Imelda Staunton (aged 67) has been nominated for her performance as Queen Elizabeth II in The Crown. Other nominees include Kate Winslet (47) for I Am Ruth, Billie Piper (40) for I Hate Suzie Too, Maxine Peake (48) for Anne, Sarah Lancashire (58) for Julia, and Vicky McClure (39) for Without Sin.
All six actresses are BAFTA favourites. Staunton won a BAFTA in 2005 and has been nominated three other times; Winslett has three wins and five previous nominations; Lancashire has two wins and three other nominations; McClure has one win and two previous noms; Peake has two previous nominations; Piper also has two performance noms.

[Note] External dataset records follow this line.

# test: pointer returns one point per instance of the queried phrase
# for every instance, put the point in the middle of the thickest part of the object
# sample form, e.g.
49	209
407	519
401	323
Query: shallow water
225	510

Sara Putt, deputy chair of BAFTA and Chair of the Television Committee, said all the female nominees are “well deserving” of their place on the shortlist.
Some observed that Ambika Mod had been overlooked for her performance in BBC/AMC series This Is Going To Hurt, which is leading the chase for a bronze mask with a total of six nominations.
Mod has been nominated for Supporting Actor at the Royal Television Society Awards, while the Broadcasting Press Guild nominated her for Best Actress.
Deadline understands she was put forward for Supporting Actress rather than Leading Actress at the BAFTAs. There are three women of colour nominated in the Supporting Actress category: Adelayo Adedayo (The Responder), Jasmine Jobson (Top Boy), and Saffron Hocking (Top Boy).
Her absence comes amid a wider fall in ethnic diversity in performance categories at the BAFTA Television Awards. More than 40% of the nominees have been from ethnic backgrounds in the past two years, but this dropped to 24% this year. BAFTA said this was in line with industry benchmarks and above the national population breakdown in the 2021 census.
Putt said: “We are part of an ecosystem and we sit at the end of that pipeline. Our awards are a barometer of what’s going on in the industry… We will take the data and statistics from this year’s awards — nominations and winners — and that will form part of our conversations about what we do next year. It’s an ongoing conversation.”
She added: “What I’m very pleased around is the interventions we put in place last year; we have far better female representation around craft awards, with directors, more female technicians, 50/50 gender representation in the entertainment performance category.”
The drop in ethnic diversity follows concern over the BAFTA Film Awards, when 47 of the 49 winners were white. The only Black star onstage was co-host Alison Hammond.